The autopsy will show whether he had brain damage, just as it will show whether he had HIV, though his mother told ESPN.com last month that her son was dying from full-blown AIDS. By then Morrison was confined to a bed, breathing through a tube, unable to speak.
Even now, even after it has apparently added Tommy Morrison to the estimated number of 35 million people it has killed, AIDS isn't as terrifying as it once was. It remains scary, make no mistake about that. AIDS still hides in a lover's embrace or a needle's prick and it is deadly -- but while it is not curable, it is treatable.
Magic Johnson taught us that.
Magic wasn't the first to successfully combat HIV, but he was the first to do it so publicly.

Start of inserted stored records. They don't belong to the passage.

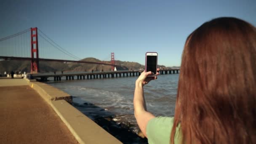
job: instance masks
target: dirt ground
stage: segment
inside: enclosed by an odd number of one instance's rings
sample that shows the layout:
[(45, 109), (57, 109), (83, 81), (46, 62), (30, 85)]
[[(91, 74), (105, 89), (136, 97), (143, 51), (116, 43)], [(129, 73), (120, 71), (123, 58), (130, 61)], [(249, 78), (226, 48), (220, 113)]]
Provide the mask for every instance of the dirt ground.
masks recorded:
[(60, 118), (28, 85), (0, 87), (0, 144), (77, 144)]

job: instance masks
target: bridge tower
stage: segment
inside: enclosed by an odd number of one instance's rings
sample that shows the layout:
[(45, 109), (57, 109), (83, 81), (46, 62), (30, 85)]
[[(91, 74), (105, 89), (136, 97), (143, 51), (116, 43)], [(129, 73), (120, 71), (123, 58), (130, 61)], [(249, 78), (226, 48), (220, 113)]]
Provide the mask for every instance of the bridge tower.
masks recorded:
[(115, 69), (115, 57), (114, 56), (114, 53), (111, 53), (111, 70), (114, 71)]
[[(31, 68), (30, 72), (37, 73), (40, 72), (37, 28), (31, 28), (30, 30), (31, 31)], [(36, 56), (36, 57), (34, 57), (35, 55)]]

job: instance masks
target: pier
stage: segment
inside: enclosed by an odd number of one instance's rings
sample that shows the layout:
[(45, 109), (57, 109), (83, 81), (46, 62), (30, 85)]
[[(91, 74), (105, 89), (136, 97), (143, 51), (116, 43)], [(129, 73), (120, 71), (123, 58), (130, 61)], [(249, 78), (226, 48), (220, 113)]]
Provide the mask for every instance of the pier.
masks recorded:
[[(41, 81), (46, 81), (49, 77), (53, 77), (53, 80), (59, 81), (74, 80), (90, 80), (107, 78), (117, 78), (122, 77), (135, 77), (139, 76), (143, 72), (137, 71), (117, 71), (108, 72), (53, 72), (37, 73), (31, 74), (34, 78), (40, 79)], [(179, 69), (161, 69), (159, 71), (160, 75), (174, 74), (179, 73)]]

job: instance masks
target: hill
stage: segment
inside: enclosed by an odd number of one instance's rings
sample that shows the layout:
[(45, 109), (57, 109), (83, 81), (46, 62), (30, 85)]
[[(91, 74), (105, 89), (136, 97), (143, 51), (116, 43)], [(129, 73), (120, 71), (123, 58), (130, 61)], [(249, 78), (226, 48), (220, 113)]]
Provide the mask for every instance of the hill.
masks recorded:
[[(101, 61), (94, 58), (87, 58), (81, 60), (83, 61), (91, 62), (101, 62), (106, 64), (111, 63), (110, 61)], [(119, 70), (138, 70), (144, 69), (145, 66), (136, 62), (115, 61), (115, 64), (120, 66), (117, 67)], [(165, 68), (177, 68), (179, 67), (165, 67), (164, 65), (158, 65), (158, 67)], [(78, 71), (108, 71), (111, 69), (111, 66), (106, 65), (95, 64), (80, 63), (64, 63), (54, 61), (40, 61), (39, 67), (41, 72), (52, 72), (55, 71), (78, 72)], [(7, 72), (12, 70), (14, 71), (27, 72), (30, 71), (30, 62), (29, 61), (20, 61), (16, 60), (0, 61), (0, 72), (3, 74), (4, 72)]]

Already we knew that HIV was an indiscriminate killer, but his diagnosis was horrifying because it was so real. If Magic Johnson can get HIV, who's next? You? Me? I was 21 when Magic announced he had HIV on Nov. 7, 1991. I was a senior in college. College kids have sex, sometimes with multiple partners. Sometimes unprotected. This was the loudest in a series of wakeup calls for my generation. Magic Johnson was dying.
But then the most amazing thing happened: Magic Johnson kept living. He came out of retirement to play in the 1992 NBA All-Star Game, and wouldn't you know it? He finished the game with 25 points, nine assists and five rebounds. He hit a 3-pointer in the final seconds, for kicks. He won the MVP. Magic did that. With HIV.
What else can you do with HIV? Well, Magic kept living. He won a gold medal with the Dream Team in the 1992 Olympics, he became a wildly successful businessman and entrepreneur, he coached the Lakers for a time in 1994, and he came out of retirement to play 32 games for the Lakers in 1996. Five years after announcing he had HIV, Magic averaged 14.6 points, 6.9 assists and 5.7 rebounds.
He stopped playing, but kept living. It has been 21 years since his diagnosis, and Magic Johnson lives on. He has staved off full-blown AIDS with a diet of preventative medicine that has become affordable even to those without Magic's millions. Spencer Lieb, research coordinator for the Florida Consortium for HIV/AIDS Research, has called it a "myth" that only rich patients can afford the medicine to fight off AIDS.
This is what people like me know now, because of someone like Magic Johnson. AIDS is still deadly, still terrifying, but not what it was. It is something that can be managed. Something that can be lived with.
For whatever reason Tommy Morrison wasn't able to deliver that message. He delivered a message of denial and ultimately of death, but he didn't make the epidemic scarier. He just reminded us of what we already knew -- that HIV can kill.
But it doesn't have to. Magic Johnson reminds us of that every day.